Animals: Three Poems by Ruth Awad

How to Lucid Dream


My dead dogs float
like dandelion seeds to be near me, 

their faces on my face, one miraculous
beast. In the beginning there was something 

more than humans. God existed alone 
in eternity and said, “Be.”

On Wednesday, there were angels. 
On Thursday, the jinn. 

The world rests on the back of a bull, the fin of a fish. 
It explains the stampeding and swimming. 

Here my love
is unfamiliar. Push a finger

through my palm. 
Behold my feral face in the mirror.

This is where the wind comes from: between
sleep and wake

where the dead are not really dead. 
An eternity of almost touching.

 

The Only World in Which the Dog Lives


Is in correspondence with the representatives of BarkBox: Did Bowie enjoy the lamb jerky? And so I lie
like I’ve been asked something important: she pawed my calf for more! She climbed into the box like a
Christmas card. She soared through the air like a trapeze artist! Can you believe it? My Bowie.
Marching through the summer grass up to her neck! Sun-footing through the brambles and the ivy!
Little solar flare bear in her hibernation sweater. You should see the snow on her fur – it almost
sparkled. A feather in her mouth, a flock. Brought the wind with her, too. The whole house storming,
fur tumbleweeding down the hallway. Yes, her favorite toys are small and yellow. Yes, I did know dogs
can see the color yellow. Yes, it is unhinged to pretend like this. Yes, I can hold.

 

The Jinn Who Loved Me


My shadow came to me on horseback, gold

and hair like smoke. I am your jinn,

you are my sha’ir. So we were bound

together. When heaven split apart, we were red

like dregs of oil, we blinked like cattle

shoved into the daylight,

the knife swift and yet to come.

 

About Ruth Awad

Ruth Awad is a 2021 NEA Poetry Fellow and the author of Set to Music a Wildfire (Southern Indiana Review Press, 2017), winner of the 2016 Michael Waters Poetry Prize and the 2018 Ohioana Book Award for Poetry.
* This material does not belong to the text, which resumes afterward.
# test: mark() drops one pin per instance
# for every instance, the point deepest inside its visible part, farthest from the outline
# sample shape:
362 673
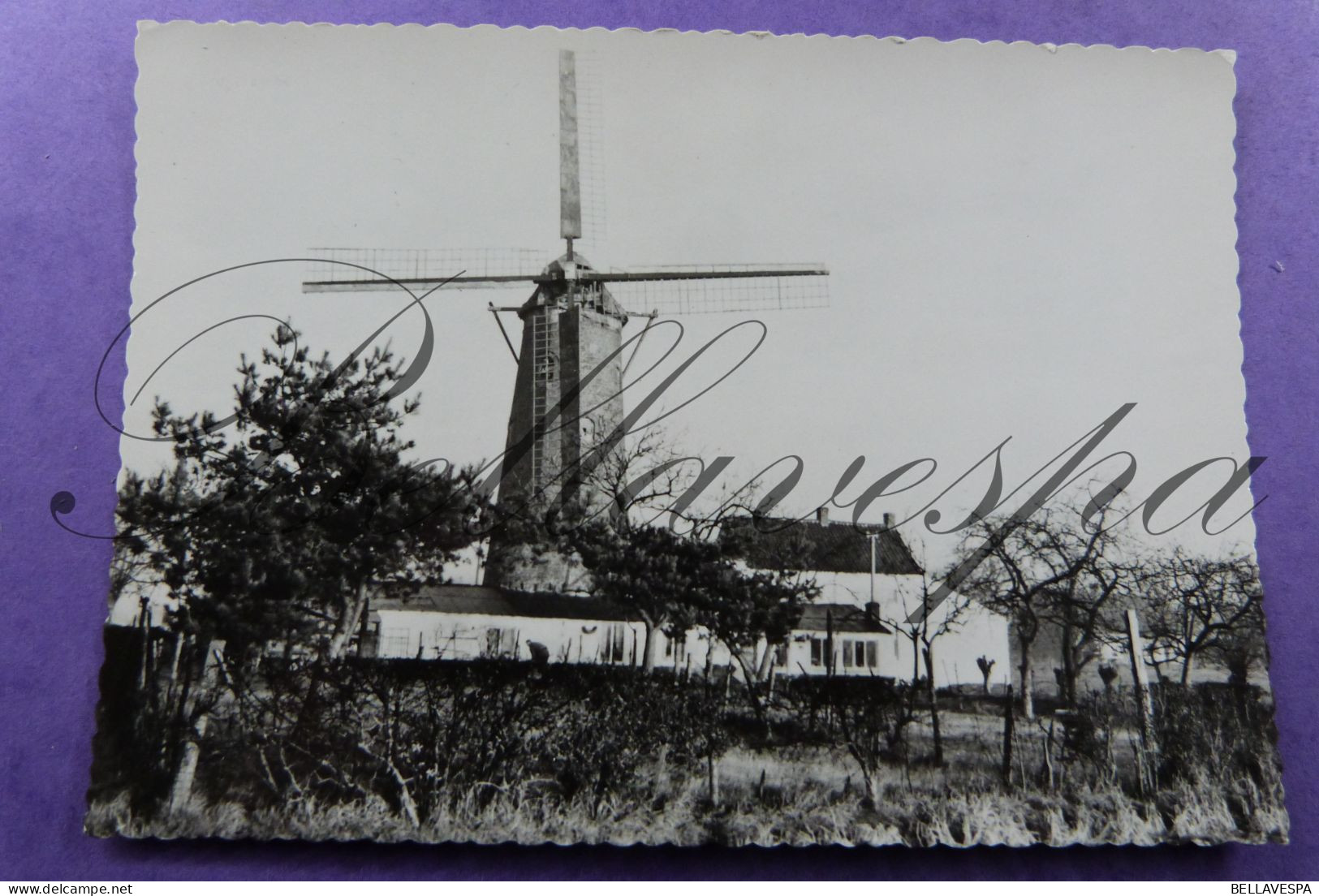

Alongside Rachel Mennies, she is the co-editor of The Familiar Wild: On Dogs & Poetry (Sundress Publications, 2020). She is the recipient of a 2020 and 2016 Ohio Arts Council Individual Excellence Award. Her work appears in Poetry, Poem-a-Day, The Believer, The New Republic, Kenyon Review, Pleiades, The Missouri Review, and elsewhere.